Severe malnutrition and cachexia is a well-known phenomenon in oncology nursing, and there is not really much evidence available on how to support the nutritional intake with advanced cancer patients.
We know that cachexia is associated with poor quality of life, loss of functional status, and poor prognosis. In Australia, we are targeting cachexia with pharmacological intervention (steroids), providing Sustagen supplements to promote calorie intake, and specific nutrient supplements such as polyunsaturated fatty acids.
Poor appetite can be caused by pain, nausea and vomiting, fatigue, fever, anxiety, and depression to name just a few. Not being able to eat can cause feelings of guilt and powerlessness, social isolation, and conflicts with caregivers. I often explain to caregivers that insisting on food intake can have the opposite effect in patients who already have a poor appetite.
Screening of patients who are at risk of malnutrition is of importance to detect chronic malnutrition issues. A number of screening tools are available; however, unintentional weight loss of more than 10% of the patient's body weight should raise concerns.
The most frequently used screening tools are the Malnutrition Universal Screening Tool (MUST) and the Short Nutritional Assessment Questionnaire (SNAQ). When a screening tool identifies a result, the patient will be referred to a dietitian. We also use the Distress Thermometer as a tool to identify diet issues with our patients.
As a team, we take extra care for patients with head and neck, esophageal, and gastric cancers. We use proactive and systemic nutritional advice before, during, and after chemo/radiotherapy treatment with the aim to improve weight and symptoms with patients. Patients are easily admitted in hospital to receive nutritional and hydration support when they present with symptoms.

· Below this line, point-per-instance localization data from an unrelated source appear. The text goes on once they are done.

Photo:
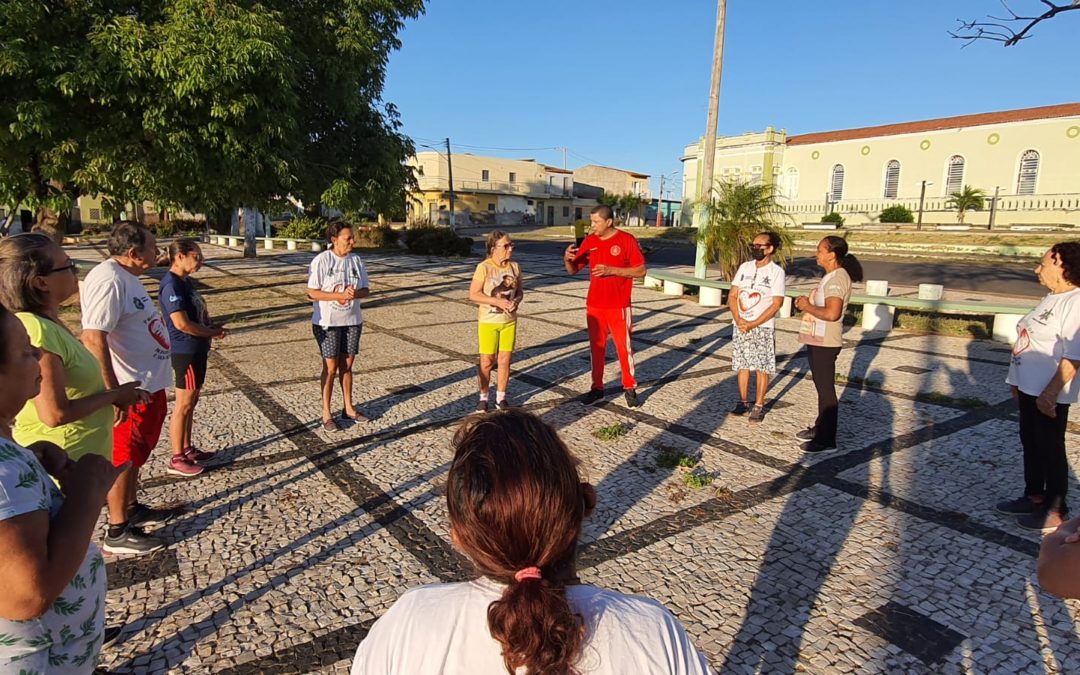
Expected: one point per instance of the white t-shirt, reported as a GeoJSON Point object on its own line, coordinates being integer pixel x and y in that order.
{"type": "Point", "coordinates": [1049, 333]}
{"type": "Point", "coordinates": [115, 300]}
{"type": "Point", "coordinates": [333, 273]}
{"type": "Point", "coordinates": [443, 629]}
{"type": "Point", "coordinates": [757, 286]}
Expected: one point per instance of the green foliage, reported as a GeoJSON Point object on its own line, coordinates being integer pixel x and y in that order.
{"type": "Point", "coordinates": [204, 104]}
{"type": "Point", "coordinates": [738, 213]}
{"type": "Point", "coordinates": [896, 213]}
{"type": "Point", "coordinates": [967, 199]}
{"type": "Point", "coordinates": [304, 227]}
{"type": "Point", "coordinates": [436, 241]}
{"type": "Point", "coordinates": [611, 432]}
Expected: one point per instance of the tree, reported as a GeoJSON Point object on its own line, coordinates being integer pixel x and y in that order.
{"type": "Point", "coordinates": [733, 217]}
{"type": "Point", "coordinates": [968, 199]}
{"type": "Point", "coordinates": [1009, 29]}
{"type": "Point", "coordinates": [201, 104]}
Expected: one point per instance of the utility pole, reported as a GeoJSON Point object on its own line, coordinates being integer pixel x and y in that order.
{"type": "Point", "coordinates": [705, 189]}
{"type": "Point", "coordinates": [449, 171]}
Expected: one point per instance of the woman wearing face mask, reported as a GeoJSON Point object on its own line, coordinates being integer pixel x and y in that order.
{"type": "Point", "coordinates": [1042, 374]}
{"type": "Point", "coordinates": [757, 293]}
{"type": "Point", "coordinates": [497, 288]}
{"type": "Point", "coordinates": [822, 331]}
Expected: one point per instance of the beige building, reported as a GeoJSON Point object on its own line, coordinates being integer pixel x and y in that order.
{"type": "Point", "coordinates": [1030, 158]}
{"type": "Point", "coordinates": [490, 190]}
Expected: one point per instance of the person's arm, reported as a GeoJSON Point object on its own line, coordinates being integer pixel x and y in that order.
{"type": "Point", "coordinates": [53, 406]}
{"type": "Point", "coordinates": [1058, 565]}
{"type": "Point", "coordinates": [41, 556]}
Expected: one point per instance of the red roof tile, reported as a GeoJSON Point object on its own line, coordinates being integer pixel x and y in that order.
{"type": "Point", "coordinates": [942, 123]}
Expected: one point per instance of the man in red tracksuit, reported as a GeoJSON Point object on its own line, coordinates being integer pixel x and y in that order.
{"type": "Point", "coordinates": [615, 261]}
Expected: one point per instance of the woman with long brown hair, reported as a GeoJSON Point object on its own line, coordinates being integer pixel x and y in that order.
{"type": "Point", "coordinates": [516, 503]}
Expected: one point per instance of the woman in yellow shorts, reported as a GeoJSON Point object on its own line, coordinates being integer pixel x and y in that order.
{"type": "Point", "coordinates": [497, 288]}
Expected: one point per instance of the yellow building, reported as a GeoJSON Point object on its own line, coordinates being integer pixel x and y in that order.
{"type": "Point", "coordinates": [1029, 158]}
{"type": "Point", "coordinates": [490, 190]}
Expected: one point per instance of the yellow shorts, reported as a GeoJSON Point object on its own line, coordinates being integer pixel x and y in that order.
{"type": "Point", "coordinates": [497, 337]}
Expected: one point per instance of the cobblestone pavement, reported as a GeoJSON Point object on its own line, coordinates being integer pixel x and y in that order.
{"type": "Point", "coordinates": [882, 556]}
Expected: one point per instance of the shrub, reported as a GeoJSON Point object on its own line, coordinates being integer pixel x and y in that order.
{"type": "Point", "coordinates": [302, 227]}
{"type": "Point", "coordinates": [436, 242]}
{"type": "Point", "coordinates": [896, 214]}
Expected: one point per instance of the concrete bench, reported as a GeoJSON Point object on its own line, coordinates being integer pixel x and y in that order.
{"type": "Point", "coordinates": [1006, 315]}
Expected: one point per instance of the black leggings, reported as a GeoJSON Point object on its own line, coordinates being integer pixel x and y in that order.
{"type": "Point", "coordinates": [1045, 467]}
{"type": "Point", "coordinates": [823, 368]}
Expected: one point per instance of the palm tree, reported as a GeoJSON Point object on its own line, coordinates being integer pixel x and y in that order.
{"type": "Point", "coordinates": [968, 199]}
{"type": "Point", "coordinates": [734, 217]}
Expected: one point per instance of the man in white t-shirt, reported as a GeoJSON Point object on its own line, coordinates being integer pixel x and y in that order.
{"type": "Point", "coordinates": [122, 328]}
{"type": "Point", "coordinates": [757, 294]}
{"type": "Point", "coordinates": [336, 283]}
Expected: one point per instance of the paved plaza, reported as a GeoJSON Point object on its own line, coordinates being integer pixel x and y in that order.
{"type": "Point", "coordinates": [885, 556]}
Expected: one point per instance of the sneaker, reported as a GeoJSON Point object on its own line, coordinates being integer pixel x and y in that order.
{"type": "Point", "coordinates": [1041, 521]}
{"type": "Point", "coordinates": [133, 540]}
{"type": "Point", "coordinates": [180, 466]}
{"type": "Point", "coordinates": [815, 446]}
{"type": "Point", "coordinates": [142, 515]}
{"type": "Point", "coordinates": [197, 456]}
{"type": "Point", "coordinates": [1024, 505]}
{"type": "Point", "coordinates": [592, 396]}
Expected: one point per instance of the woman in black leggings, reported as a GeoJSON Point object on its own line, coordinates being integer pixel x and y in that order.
{"type": "Point", "coordinates": [821, 332]}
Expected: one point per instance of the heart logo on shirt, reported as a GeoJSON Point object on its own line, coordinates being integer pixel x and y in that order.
{"type": "Point", "coordinates": [748, 300]}
{"type": "Point", "coordinates": [1023, 341]}
{"type": "Point", "coordinates": [157, 331]}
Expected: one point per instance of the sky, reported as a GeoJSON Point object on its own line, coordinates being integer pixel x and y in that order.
{"type": "Point", "coordinates": [625, 82]}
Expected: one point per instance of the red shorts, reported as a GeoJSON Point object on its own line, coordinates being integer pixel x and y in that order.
{"type": "Point", "coordinates": [135, 437]}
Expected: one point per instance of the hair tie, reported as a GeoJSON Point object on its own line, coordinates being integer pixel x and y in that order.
{"type": "Point", "coordinates": [527, 572]}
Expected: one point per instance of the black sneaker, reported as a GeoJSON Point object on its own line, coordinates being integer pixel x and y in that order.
{"type": "Point", "coordinates": [1024, 505]}
{"type": "Point", "coordinates": [815, 446]}
{"type": "Point", "coordinates": [592, 396]}
{"type": "Point", "coordinates": [142, 515]}
{"type": "Point", "coordinates": [133, 540]}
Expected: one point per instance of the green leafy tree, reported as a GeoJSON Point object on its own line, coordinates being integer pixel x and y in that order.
{"type": "Point", "coordinates": [733, 217]}
{"type": "Point", "coordinates": [200, 104]}
{"type": "Point", "coordinates": [967, 199]}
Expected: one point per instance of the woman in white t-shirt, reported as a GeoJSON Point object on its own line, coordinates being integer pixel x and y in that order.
{"type": "Point", "coordinates": [1042, 369]}
{"type": "Point", "coordinates": [757, 293]}
{"type": "Point", "coordinates": [516, 502]}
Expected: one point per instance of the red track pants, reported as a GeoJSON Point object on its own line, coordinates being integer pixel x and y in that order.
{"type": "Point", "coordinates": [616, 321]}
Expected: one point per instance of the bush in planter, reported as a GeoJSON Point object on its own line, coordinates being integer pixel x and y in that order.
{"type": "Point", "coordinates": [833, 217]}
{"type": "Point", "coordinates": [302, 227]}
{"type": "Point", "coordinates": [896, 214]}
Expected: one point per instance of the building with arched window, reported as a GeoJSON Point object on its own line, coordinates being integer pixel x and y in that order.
{"type": "Point", "coordinates": [1029, 158]}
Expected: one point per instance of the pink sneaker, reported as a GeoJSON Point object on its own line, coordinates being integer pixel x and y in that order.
{"type": "Point", "coordinates": [194, 455]}
{"type": "Point", "coordinates": [180, 466]}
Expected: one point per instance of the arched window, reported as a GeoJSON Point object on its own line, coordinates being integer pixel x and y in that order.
{"type": "Point", "coordinates": [891, 178]}
{"type": "Point", "coordinates": [954, 176]}
{"type": "Point", "coordinates": [792, 184]}
{"type": "Point", "coordinates": [1028, 173]}
{"type": "Point", "coordinates": [836, 185]}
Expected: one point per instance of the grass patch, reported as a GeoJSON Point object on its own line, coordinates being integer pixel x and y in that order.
{"type": "Point", "coordinates": [670, 458]}
{"type": "Point", "coordinates": [697, 480]}
{"type": "Point", "coordinates": [611, 432]}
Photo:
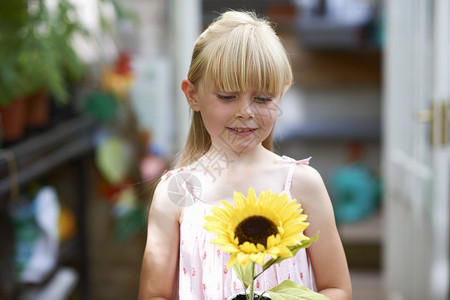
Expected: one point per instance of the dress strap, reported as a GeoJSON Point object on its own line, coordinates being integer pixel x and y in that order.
{"type": "Point", "coordinates": [293, 164]}
{"type": "Point", "coordinates": [169, 173]}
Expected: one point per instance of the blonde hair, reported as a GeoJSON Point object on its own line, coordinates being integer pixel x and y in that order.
{"type": "Point", "coordinates": [236, 52]}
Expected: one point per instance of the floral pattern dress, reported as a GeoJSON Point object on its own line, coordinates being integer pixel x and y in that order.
{"type": "Point", "coordinates": [202, 272]}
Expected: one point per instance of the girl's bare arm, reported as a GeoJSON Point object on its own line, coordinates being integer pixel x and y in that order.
{"type": "Point", "coordinates": [158, 271]}
{"type": "Point", "coordinates": [327, 254]}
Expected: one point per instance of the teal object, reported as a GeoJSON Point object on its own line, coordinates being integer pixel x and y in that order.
{"type": "Point", "coordinates": [355, 193]}
{"type": "Point", "coordinates": [102, 106]}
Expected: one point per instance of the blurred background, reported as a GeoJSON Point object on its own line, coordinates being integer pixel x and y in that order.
{"type": "Point", "coordinates": [92, 112]}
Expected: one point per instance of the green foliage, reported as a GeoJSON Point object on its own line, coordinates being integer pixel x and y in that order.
{"type": "Point", "coordinates": [36, 50]}
{"type": "Point", "coordinates": [290, 290]}
{"type": "Point", "coordinates": [294, 250]}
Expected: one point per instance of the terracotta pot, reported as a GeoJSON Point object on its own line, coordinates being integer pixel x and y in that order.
{"type": "Point", "coordinates": [38, 110]}
{"type": "Point", "coordinates": [13, 120]}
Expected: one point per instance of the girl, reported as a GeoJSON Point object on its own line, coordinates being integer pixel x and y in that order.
{"type": "Point", "coordinates": [237, 77]}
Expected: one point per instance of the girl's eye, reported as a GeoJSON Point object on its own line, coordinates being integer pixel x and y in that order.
{"type": "Point", "coordinates": [225, 97]}
{"type": "Point", "coordinates": [263, 99]}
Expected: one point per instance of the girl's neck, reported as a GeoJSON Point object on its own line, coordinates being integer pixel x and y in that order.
{"type": "Point", "coordinates": [255, 155]}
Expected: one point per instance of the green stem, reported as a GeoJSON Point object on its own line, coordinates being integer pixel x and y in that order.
{"type": "Point", "coordinates": [251, 285]}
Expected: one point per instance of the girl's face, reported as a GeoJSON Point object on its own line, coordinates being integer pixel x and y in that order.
{"type": "Point", "coordinates": [238, 121]}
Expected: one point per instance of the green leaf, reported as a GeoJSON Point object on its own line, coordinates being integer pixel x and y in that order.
{"type": "Point", "coordinates": [289, 290]}
{"type": "Point", "coordinates": [244, 273]}
{"type": "Point", "coordinates": [294, 251]}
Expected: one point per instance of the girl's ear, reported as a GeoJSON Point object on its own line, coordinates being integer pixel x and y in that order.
{"type": "Point", "coordinates": [190, 91]}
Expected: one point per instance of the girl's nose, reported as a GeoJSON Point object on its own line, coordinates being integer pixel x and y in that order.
{"type": "Point", "coordinates": [245, 109]}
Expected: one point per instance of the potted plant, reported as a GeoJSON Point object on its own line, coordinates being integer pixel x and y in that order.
{"type": "Point", "coordinates": [37, 55]}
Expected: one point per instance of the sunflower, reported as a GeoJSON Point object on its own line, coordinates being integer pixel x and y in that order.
{"type": "Point", "coordinates": [257, 227]}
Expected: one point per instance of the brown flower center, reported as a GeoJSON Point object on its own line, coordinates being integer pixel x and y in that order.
{"type": "Point", "coordinates": [255, 229]}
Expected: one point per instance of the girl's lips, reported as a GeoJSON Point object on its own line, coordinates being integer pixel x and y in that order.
{"type": "Point", "coordinates": [241, 131]}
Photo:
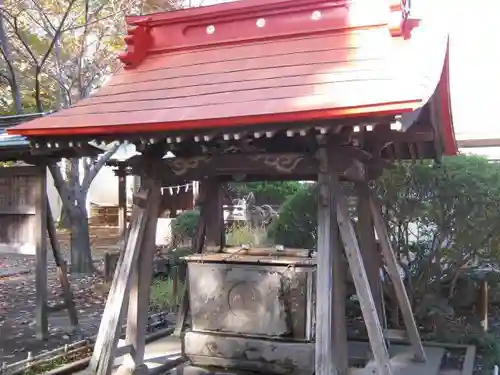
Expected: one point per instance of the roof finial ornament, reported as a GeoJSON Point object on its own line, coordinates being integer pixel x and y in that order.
{"type": "Point", "coordinates": [138, 41]}
{"type": "Point", "coordinates": [401, 23]}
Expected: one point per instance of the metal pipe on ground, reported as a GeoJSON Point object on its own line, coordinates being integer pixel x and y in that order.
{"type": "Point", "coordinates": [81, 364]}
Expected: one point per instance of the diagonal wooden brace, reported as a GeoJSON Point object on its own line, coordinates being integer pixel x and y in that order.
{"type": "Point", "coordinates": [360, 279]}
{"type": "Point", "coordinates": [111, 322]}
{"type": "Point", "coordinates": [399, 288]}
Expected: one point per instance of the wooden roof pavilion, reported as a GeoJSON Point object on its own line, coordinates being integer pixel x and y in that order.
{"type": "Point", "coordinates": [263, 89]}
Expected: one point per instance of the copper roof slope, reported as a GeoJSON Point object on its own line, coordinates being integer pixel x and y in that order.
{"type": "Point", "coordinates": [262, 61]}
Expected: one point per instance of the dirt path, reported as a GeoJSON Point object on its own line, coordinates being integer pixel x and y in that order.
{"type": "Point", "coordinates": [17, 300]}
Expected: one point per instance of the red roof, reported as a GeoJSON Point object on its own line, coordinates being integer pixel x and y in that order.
{"type": "Point", "coordinates": [264, 61]}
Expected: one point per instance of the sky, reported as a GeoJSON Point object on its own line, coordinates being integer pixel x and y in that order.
{"type": "Point", "coordinates": [474, 68]}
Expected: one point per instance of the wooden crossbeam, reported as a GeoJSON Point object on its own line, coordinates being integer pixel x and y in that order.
{"type": "Point", "coordinates": [360, 278]}
{"type": "Point", "coordinates": [399, 288]}
{"type": "Point", "coordinates": [262, 164]}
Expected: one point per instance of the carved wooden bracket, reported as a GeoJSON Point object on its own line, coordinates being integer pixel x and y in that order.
{"type": "Point", "coordinates": [138, 42]}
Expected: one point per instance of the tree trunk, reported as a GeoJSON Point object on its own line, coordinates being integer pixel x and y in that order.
{"type": "Point", "coordinates": [14, 87]}
{"type": "Point", "coordinates": [81, 253]}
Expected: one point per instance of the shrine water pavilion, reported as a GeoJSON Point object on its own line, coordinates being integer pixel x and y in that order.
{"type": "Point", "coordinates": [324, 90]}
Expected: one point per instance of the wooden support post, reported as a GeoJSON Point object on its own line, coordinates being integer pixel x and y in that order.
{"type": "Point", "coordinates": [140, 291]}
{"type": "Point", "coordinates": [331, 335]}
{"type": "Point", "coordinates": [41, 311]}
{"type": "Point", "coordinates": [122, 198]}
{"type": "Point", "coordinates": [399, 288]}
{"type": "Point", "coordinates": [110, 328]}
{"type": "Point", "coordinates": [212, 195]}
{"type": "Point", "coordinates": [368, 244]}
{"type": "Point", "coordinates": [62, 272]}
{"type": "Point", "coordinates": [363, 289]}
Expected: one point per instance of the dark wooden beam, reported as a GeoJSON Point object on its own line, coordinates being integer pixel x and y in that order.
{"type": "Point", "coordinates": [243, 166]}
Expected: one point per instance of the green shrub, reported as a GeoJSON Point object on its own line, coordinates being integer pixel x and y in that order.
{"type": "Point", "coordinates": [184, 225]}
{"type": "Point", "coordinates": [297, 223]}
{"type": "Point", "coordinates": [244, 234]}
{"type": "Point", "coordinates": [164, 297]}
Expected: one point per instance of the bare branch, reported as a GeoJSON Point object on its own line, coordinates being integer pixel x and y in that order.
{"type": "Point", "coordinates": [57, 32]}
{"type": "Point", "coordinates": [60, 185]}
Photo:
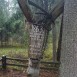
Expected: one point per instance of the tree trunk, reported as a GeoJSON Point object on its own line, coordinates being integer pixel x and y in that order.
{"type": "Point", "coordinates": [54, 42]}
{"type": "Point", "coordinates": [68, 66]}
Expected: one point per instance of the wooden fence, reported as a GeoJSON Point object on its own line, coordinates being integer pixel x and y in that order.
{"type": "Point", "coordinates": [44, 65]}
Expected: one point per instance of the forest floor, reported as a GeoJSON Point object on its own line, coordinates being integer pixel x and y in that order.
{"type": "Point", "coordinates": [16, 73]}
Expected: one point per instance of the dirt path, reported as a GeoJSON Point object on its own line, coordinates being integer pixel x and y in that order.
{"type": "Point", "coordinates": [16, 73]}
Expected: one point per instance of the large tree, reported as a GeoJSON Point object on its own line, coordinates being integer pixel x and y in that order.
{"type": "Point", "coordinates": [69, 40]}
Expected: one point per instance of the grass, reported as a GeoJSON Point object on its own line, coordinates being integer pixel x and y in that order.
{"type": "Point", "coordinates": [17, 52]}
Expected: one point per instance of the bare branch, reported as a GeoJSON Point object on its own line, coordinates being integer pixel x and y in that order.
{"type": "Point", "coordinates": [35, 5]}
{"type": "Point", "coordinates": [25, 9]}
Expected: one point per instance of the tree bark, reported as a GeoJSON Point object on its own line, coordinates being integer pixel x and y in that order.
{"type": "Point", "coordinates": [54, 42]}
{"type": "Point", "coordinates": [68, 66]}
{"type": "Point", "coordinates": [25, 9]}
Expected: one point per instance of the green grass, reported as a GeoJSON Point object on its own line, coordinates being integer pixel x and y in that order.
{"type": "Point", "coordinates": [16, 52]}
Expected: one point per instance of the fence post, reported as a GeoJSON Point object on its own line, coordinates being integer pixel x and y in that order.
{"type": "Point", "coordinates": [4, 62]}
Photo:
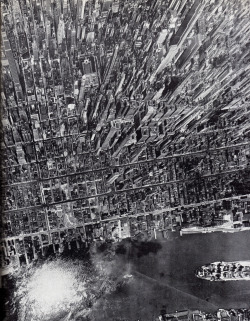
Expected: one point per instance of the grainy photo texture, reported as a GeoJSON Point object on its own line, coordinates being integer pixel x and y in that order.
{"type": "Point", "coordinates": [125, 160]}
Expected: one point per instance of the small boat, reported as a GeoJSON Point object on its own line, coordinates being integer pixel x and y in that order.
{"type": "Point", "coordinates": [225, 271]}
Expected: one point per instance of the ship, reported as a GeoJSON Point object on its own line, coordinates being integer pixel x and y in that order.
{"type": "Point", "coordinates": [225, 271]}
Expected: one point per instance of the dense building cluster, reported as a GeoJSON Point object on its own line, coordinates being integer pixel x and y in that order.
{"type": "Point", "coordinates": [196, 315]}
{"type": "Point", "coordinates": [122, 118]}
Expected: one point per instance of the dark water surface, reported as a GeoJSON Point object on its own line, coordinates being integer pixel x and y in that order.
{"type": "Point", "coordinates": [167, 278]}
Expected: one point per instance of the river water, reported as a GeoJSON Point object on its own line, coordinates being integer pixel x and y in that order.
{"type": "Point", "coordinates": [167, 280]}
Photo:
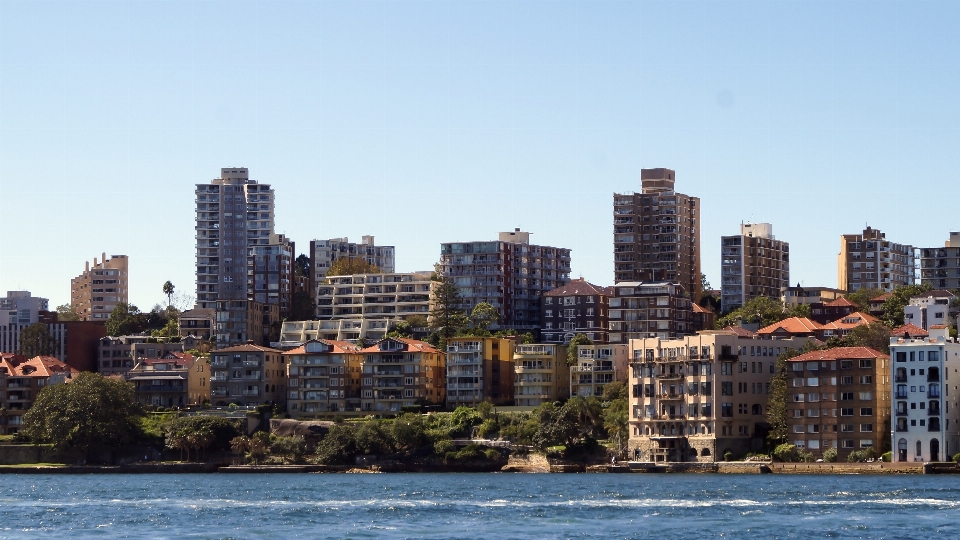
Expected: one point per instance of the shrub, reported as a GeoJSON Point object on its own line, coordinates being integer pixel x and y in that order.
{"type": "Point", "coordinates": [860, 456]}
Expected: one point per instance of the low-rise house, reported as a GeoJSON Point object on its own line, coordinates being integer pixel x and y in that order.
{"type": "Point", "coordinates": [401, 372]}
{"type": "Point", "coordinates": [596, 367]}
{"type": "Point", "coordinates": [323, 376]}
{"type": "Point", "coordinates": [695, 398]}
{"type": "Point", "coordinates": [166, 381]}
{"type": "Point", "coordinates": [20, 382]}
{"type": "Point", "coordinates": [926, 418]}
{"type": "Point", "coordinates": [248, 375]}
{"type": "Point", "coordinates": [480, 369]}
{"type": "Point", "coordinates": [541, 374]}
{"type": "Point", "coordinates": [839, 398]}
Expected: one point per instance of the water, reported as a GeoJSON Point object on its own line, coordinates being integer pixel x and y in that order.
{"type": "Point", "coordinates": [469, 506]}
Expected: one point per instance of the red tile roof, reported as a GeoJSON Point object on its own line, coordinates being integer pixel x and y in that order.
{"type": "Point", "coordinates": [839, 353]}
{"type": "Point", "coordinates": [793, 325]}
{"type": "Point", "coordinates": [580, 287]}
{"type": "Point", "coordinates": [740, 331]}
{"type": "Point", "coordinates": [911, 329]}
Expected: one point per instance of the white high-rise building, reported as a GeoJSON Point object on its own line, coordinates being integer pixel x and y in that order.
{"type": "Point", "coordinates": [234, 214]}
{"type": "Point", "coordinates": [925, 416]}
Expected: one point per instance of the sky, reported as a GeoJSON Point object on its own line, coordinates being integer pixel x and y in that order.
{"type": "Point", "coordinates": [429, 122]}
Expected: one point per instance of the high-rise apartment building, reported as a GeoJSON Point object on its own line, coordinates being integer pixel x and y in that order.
{"type": "Point", "coordinates": [656, 233]}
{"type": "Point", "coordinates": [870, 261]}
{"type": "Point", "coordinates": [753, 264]}
{"type": "Point", "coordinates": [510, 274]}
{"type": "Point", "coordinates": [324, 253]}
{"type": "Point", "coordinates": [271, 267]}
{"type": "Point", "coordinates": [234, 214]}
{"type": "Point", "coordinates": [940, 267]}
{"type": "Point", "coordinates": [95, 292]}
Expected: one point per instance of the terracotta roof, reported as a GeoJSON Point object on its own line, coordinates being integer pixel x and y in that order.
{"type": "Point", "coordinates": [839, 353]}
{"type": "Point", "coordinates": [793, 325]}
{"type": "Point", "coordinates": [338, 347]}
{"type": "Point", "coordinates": [911, 329]}
{"type": "Point", "coordinates": [411, 345]}
{"type": "Point", "coordinates": [740, 331]}
{"type": "Point", "coordinates": [851, 320]}
{"type": "Point", "coordinates": [42, 366]}
{"type": "Point", "coordinates": [580, 287]}
{"type": "Point", "coordinates": [247, 348]}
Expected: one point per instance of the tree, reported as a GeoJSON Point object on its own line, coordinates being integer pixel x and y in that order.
{"type": "Point", "coordinates": [168, 289]}
{"type": "Point", "coordinates": [575, 342]}
{"type": "Point", "coordinates": [446, 317]}
{"type": "Point", "coordinates": [899, 298]}
{"type": "Point", "coordinates": [351, 265]}
{"type": "Point", "coordinates": [36, 340]}
{"type": "Point", "coordinates": [126, 319]}
{"type": "Point", "coordinates": [762, 309]}
{"type": "Point", "coordinates": [67, 313]}
{"type": "Point", "coordinates": [874, 335]}
{"type": "Point", "coordinates": [862, 297]}
{"type": "Point", "coordinates": [88, 414]}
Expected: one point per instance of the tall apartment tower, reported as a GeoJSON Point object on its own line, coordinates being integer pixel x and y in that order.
{"type": "Point", "coordinates": [753, 264]}
{"type": "Point", "coordinates": [940, 267]}
{"type": "Point", "coordinates": [656, 233]}
{"type": "Point", "coordinates": [95, 292]}
{"type": "Point", "coordinates": [234, 214]}
{"type": "Point", "coordinates": [870, 261]}
{"type": "Point", "coordinates": [323, 253]}
{"type": "Point", "coordinates": [511, 274]}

Special considerations in feeding patients need to be taken into account. Not all cancer diagnoses require nutritional adjustments. There are also social considerations where we have to take the patient's views and wishes into account. We also need to raise the question if nutritional support will benefit the patient's quality of life and outweigh the disadvantages. What are the ethnic and life style factors we need to consider? Tube feeding means that participating in a regular meal with others is no longer possible. Also, when a patient approaches the terminal phase and nutritional status decreases, a change in diet will not change the prognosis.
Behavioral changes are often required to improve nutrition over a long period of time. Advice on healthy diet choices, increased physical activity, and drinking habits can be met with resistance. Professional advice is needed to motivate the patient and to improve health and outcomes.
- ArgilÚs JM, et al. Optimal management of cancer anorexia-cachexia syndrome. Cancer Manag Res. 2010; 22:27-38.
- Blum D, et al. Cancer cachexia: A systematic literature review of items and domains associated with involuntary weight loss in cancer. Crit Rev Oncol Hematol. 2011; 80: 114-144.